Dzisiejszy wpis będzie miał formę przeglądu moich zdjęć dotyczących architektury sakralnej. Nie zamierzam opisywać poszczególnych kościołów, które znajdują się w Santiago. Oczywiście jest tu trochę kościołów katolickich, nie imponują one jednak w porównaniu z europejskimi zabytkami. Chcę natomiast pokazać, jak różnorodne budynki mogą być tutaj świątynią, a przy okazji – jakie wyznania występują w Chile. Rozkład wyznawców wygląda tu podobno następująco:
1. Katolicy – 66,65%
2. Wszelcy protestanci – 16,44%
3. Ateiści i agnostycy – 12,51%
4. Bardzo rozdrobnieni inni – 4,40%
Kościół katolicki traci obecnie swoją pozycję. Chilijczycy podobno raczej nie chodzą do kościoła, a (tak jak pisałem w jednym z poprzednich tekstów) Kościół spadł na trzecie miejsce w rankingu instytucji darzonych największym zaufaniem. Na pierwszym zdjęciu w tle widzimy katedrę – najważniejszy kościół w kraju, ostatnio zdewastowany w związku z napięciami społecznymi. A na pierwszym planie specyficzny rodzaj piłki brazylijskiej – 1 na 1 na sztucznej trawie.
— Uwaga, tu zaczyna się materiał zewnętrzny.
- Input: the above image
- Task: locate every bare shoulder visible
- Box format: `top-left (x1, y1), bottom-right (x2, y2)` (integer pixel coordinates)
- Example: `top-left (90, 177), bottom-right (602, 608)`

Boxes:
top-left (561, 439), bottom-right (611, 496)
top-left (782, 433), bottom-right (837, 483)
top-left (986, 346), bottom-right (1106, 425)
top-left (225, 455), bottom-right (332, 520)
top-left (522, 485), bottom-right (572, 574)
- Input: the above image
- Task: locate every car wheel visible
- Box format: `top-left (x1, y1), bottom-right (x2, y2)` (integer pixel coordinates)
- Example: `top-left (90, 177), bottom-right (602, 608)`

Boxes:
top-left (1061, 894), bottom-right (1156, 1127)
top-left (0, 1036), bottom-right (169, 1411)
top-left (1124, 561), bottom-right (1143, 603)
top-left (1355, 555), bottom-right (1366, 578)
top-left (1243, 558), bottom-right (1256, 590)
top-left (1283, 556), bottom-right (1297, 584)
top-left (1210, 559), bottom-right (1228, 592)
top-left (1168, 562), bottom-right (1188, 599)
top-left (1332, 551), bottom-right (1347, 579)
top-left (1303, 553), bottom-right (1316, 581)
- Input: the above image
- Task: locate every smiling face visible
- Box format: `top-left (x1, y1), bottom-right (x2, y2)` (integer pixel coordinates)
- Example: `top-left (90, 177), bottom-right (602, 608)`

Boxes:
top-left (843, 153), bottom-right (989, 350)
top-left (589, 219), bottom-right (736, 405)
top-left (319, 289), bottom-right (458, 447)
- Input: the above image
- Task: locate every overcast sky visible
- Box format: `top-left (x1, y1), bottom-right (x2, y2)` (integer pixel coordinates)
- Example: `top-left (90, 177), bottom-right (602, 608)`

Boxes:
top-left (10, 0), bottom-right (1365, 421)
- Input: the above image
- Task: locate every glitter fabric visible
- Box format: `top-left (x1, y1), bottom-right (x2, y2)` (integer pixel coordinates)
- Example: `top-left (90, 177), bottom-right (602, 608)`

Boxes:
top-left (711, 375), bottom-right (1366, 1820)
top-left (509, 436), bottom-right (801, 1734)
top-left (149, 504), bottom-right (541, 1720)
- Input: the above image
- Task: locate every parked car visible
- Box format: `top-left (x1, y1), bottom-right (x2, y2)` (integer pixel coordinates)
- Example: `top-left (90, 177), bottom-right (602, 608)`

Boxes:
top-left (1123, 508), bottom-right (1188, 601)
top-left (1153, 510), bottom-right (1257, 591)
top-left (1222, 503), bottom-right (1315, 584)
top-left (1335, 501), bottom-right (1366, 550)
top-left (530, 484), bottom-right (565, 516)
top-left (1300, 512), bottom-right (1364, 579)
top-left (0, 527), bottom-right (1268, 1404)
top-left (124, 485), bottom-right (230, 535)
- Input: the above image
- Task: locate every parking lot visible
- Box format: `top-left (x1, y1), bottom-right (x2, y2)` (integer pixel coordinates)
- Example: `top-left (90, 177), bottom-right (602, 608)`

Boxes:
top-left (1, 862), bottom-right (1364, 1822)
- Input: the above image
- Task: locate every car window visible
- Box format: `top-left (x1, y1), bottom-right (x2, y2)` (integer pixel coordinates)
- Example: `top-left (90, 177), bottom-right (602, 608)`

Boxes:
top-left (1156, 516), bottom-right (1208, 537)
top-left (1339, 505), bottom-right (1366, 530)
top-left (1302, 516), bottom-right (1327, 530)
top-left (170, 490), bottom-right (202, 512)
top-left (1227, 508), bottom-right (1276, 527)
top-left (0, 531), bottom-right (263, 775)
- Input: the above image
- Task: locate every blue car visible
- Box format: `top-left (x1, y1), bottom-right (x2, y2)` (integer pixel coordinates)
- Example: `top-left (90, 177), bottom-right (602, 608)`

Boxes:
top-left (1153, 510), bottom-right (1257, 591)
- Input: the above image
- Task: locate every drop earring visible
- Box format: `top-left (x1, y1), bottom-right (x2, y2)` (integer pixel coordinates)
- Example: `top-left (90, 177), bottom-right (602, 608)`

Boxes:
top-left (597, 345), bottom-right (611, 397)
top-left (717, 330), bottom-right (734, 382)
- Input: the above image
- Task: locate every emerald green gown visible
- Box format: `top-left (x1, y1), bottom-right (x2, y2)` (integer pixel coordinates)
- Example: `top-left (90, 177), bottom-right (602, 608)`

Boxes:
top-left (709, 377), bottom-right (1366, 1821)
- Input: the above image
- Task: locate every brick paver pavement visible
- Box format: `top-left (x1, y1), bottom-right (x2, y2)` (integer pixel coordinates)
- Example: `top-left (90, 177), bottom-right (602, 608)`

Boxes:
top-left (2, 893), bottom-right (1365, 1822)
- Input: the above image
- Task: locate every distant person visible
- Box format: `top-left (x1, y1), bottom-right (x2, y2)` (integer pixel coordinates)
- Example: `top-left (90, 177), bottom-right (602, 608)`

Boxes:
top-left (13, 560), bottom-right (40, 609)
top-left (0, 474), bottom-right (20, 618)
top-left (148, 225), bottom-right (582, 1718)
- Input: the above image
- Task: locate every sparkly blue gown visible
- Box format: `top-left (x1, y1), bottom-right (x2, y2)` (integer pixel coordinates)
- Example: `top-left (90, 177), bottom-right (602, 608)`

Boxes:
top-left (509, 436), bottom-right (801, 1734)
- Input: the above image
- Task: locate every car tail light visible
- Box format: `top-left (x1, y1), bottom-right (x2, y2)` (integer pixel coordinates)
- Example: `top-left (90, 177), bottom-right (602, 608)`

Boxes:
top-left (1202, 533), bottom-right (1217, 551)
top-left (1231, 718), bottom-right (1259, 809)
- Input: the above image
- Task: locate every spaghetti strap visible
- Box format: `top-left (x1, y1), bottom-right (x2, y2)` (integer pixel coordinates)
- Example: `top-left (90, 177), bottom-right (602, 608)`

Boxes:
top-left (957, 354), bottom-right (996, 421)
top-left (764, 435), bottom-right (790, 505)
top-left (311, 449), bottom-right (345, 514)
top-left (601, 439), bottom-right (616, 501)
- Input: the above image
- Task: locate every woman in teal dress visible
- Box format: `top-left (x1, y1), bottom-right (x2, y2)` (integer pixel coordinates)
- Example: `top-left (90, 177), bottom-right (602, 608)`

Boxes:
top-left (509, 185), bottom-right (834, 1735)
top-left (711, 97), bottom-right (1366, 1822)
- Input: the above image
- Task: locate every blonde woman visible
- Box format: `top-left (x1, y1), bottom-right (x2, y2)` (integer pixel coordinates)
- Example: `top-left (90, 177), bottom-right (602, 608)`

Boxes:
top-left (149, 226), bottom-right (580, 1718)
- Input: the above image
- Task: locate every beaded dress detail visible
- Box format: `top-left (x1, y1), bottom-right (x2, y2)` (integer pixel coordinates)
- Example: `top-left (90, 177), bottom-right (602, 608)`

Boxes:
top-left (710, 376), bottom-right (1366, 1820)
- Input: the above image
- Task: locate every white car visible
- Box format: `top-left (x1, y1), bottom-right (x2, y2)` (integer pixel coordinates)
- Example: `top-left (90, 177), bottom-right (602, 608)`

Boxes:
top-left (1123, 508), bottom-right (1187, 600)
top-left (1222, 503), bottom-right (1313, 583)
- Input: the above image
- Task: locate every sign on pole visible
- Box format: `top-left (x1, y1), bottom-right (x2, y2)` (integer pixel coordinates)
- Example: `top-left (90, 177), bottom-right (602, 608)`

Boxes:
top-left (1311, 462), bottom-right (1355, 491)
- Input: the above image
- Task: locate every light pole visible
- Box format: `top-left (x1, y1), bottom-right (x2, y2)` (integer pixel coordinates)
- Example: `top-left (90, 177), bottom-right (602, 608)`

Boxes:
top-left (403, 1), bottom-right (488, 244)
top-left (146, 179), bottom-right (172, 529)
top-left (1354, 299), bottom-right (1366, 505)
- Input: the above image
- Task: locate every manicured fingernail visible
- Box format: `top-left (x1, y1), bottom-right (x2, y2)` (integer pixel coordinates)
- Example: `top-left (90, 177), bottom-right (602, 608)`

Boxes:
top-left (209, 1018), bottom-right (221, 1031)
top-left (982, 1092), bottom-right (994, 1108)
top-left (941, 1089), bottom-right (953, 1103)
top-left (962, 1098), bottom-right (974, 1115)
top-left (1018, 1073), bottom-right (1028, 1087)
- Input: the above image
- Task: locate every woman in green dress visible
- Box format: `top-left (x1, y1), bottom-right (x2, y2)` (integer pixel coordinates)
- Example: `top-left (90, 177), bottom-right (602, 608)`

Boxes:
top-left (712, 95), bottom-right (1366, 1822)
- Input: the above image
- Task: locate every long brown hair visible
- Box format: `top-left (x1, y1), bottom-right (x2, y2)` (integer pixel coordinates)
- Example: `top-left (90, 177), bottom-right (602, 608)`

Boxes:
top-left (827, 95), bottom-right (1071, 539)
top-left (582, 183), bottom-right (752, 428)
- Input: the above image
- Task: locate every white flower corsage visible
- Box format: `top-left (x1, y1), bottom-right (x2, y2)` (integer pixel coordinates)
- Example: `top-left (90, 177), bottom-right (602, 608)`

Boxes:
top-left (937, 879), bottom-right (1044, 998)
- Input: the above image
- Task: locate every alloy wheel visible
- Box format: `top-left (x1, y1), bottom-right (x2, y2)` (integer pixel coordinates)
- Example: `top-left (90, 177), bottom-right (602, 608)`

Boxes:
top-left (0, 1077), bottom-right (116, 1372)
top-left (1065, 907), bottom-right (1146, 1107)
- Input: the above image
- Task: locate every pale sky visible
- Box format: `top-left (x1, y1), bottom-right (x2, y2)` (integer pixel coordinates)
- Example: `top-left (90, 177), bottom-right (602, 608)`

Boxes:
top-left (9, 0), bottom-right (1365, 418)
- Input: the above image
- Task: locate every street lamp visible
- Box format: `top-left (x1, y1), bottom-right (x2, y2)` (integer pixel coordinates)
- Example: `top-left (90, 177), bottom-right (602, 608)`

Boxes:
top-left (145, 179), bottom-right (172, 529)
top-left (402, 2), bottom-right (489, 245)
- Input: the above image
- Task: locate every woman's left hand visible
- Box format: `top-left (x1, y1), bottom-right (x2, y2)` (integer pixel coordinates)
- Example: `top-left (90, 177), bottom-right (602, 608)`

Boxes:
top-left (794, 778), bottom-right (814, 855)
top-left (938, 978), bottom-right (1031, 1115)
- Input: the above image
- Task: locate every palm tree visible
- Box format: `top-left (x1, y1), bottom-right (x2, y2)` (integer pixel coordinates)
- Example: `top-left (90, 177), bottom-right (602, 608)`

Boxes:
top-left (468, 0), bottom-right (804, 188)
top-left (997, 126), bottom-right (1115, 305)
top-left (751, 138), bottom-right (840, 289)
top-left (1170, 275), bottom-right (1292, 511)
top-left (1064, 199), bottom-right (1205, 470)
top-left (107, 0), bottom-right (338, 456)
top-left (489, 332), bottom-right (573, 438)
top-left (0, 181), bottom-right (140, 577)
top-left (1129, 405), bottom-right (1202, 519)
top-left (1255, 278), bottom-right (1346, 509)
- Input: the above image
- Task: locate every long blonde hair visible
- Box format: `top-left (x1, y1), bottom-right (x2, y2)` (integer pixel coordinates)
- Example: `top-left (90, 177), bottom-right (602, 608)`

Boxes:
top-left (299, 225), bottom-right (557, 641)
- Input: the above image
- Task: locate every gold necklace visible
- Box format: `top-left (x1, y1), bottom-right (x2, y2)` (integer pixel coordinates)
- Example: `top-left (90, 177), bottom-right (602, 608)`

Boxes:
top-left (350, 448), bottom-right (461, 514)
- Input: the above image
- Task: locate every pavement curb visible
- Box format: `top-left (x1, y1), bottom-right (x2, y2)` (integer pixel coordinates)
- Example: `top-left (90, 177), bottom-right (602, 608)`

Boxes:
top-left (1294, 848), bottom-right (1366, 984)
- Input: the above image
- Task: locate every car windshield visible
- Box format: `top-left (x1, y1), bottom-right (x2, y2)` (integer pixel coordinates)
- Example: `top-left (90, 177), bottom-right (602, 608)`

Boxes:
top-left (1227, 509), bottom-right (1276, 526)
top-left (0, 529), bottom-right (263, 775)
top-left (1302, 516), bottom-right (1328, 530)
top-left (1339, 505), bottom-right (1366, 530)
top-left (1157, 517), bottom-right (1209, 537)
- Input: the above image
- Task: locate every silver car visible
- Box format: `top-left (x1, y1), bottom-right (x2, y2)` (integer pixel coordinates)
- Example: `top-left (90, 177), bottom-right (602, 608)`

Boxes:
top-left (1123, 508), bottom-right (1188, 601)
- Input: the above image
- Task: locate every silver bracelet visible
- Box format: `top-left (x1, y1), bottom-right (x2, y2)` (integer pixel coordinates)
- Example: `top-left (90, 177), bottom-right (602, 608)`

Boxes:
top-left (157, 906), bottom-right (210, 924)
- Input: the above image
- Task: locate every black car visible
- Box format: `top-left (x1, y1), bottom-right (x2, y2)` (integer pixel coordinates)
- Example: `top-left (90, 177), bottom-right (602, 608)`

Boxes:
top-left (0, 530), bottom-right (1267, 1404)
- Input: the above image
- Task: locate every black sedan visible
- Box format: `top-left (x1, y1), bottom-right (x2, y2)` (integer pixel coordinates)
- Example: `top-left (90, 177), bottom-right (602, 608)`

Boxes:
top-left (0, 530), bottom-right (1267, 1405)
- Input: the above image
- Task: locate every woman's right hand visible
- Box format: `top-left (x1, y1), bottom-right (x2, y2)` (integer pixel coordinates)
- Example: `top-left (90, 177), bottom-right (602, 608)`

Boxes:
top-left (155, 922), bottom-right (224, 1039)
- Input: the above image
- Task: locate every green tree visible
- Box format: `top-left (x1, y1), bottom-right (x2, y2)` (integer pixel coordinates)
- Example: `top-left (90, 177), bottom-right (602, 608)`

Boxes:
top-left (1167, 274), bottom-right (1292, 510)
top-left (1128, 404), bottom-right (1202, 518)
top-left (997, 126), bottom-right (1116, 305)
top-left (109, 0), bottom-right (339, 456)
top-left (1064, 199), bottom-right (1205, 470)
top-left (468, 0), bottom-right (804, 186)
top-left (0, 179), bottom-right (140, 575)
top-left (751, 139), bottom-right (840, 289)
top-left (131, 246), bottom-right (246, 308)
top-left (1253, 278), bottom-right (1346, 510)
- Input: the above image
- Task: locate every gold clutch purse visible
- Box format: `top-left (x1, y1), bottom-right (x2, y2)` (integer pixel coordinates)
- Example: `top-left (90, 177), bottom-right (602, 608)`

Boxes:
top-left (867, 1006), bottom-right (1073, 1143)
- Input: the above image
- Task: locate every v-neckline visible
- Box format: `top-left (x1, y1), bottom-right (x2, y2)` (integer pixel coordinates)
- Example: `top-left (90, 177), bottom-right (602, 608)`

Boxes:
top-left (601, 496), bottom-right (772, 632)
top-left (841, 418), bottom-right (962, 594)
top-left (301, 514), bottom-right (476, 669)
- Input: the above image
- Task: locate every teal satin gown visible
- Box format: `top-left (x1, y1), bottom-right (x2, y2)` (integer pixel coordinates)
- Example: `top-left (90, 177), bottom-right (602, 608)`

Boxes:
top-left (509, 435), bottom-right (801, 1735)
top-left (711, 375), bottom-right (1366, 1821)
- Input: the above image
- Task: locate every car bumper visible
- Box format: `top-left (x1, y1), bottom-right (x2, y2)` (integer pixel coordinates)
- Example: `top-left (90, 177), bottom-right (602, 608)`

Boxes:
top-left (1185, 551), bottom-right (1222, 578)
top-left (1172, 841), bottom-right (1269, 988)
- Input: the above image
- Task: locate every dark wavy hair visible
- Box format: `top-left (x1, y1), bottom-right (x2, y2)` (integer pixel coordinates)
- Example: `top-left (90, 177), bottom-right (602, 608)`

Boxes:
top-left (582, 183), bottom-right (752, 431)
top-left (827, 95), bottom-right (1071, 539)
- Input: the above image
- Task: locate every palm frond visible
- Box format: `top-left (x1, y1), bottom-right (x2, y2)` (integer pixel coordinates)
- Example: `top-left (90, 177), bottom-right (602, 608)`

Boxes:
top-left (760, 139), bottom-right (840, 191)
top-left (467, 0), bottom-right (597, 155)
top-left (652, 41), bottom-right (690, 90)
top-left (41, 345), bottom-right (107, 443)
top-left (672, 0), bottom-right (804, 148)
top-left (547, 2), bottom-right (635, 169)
Na drugim planie znajdują się rozstawione trybuny w związku z mistrzostwami Chile w piłce ulicznej.
Następnych zdjęć nie będę już komentował. Dodam tylko, że na każdym z nich wywieszono tabliczkę lub plakat z informacją o godzinach spotkań oraz nazwą kościoła. One też są dość ciekawe, ale byłoby już za dużo zdjęć jak na jeden wpis. Wszystkie nazwy zostawiłem po hiszpańsku, nie podejmując się ich tłumaczenia. Moimi ulubionymi są Iglesia Bautista – dom z zardzewiałej blachy, w którego oknie wisiało suszące się pranie – oraz piękna hala Iglesia Cristiana.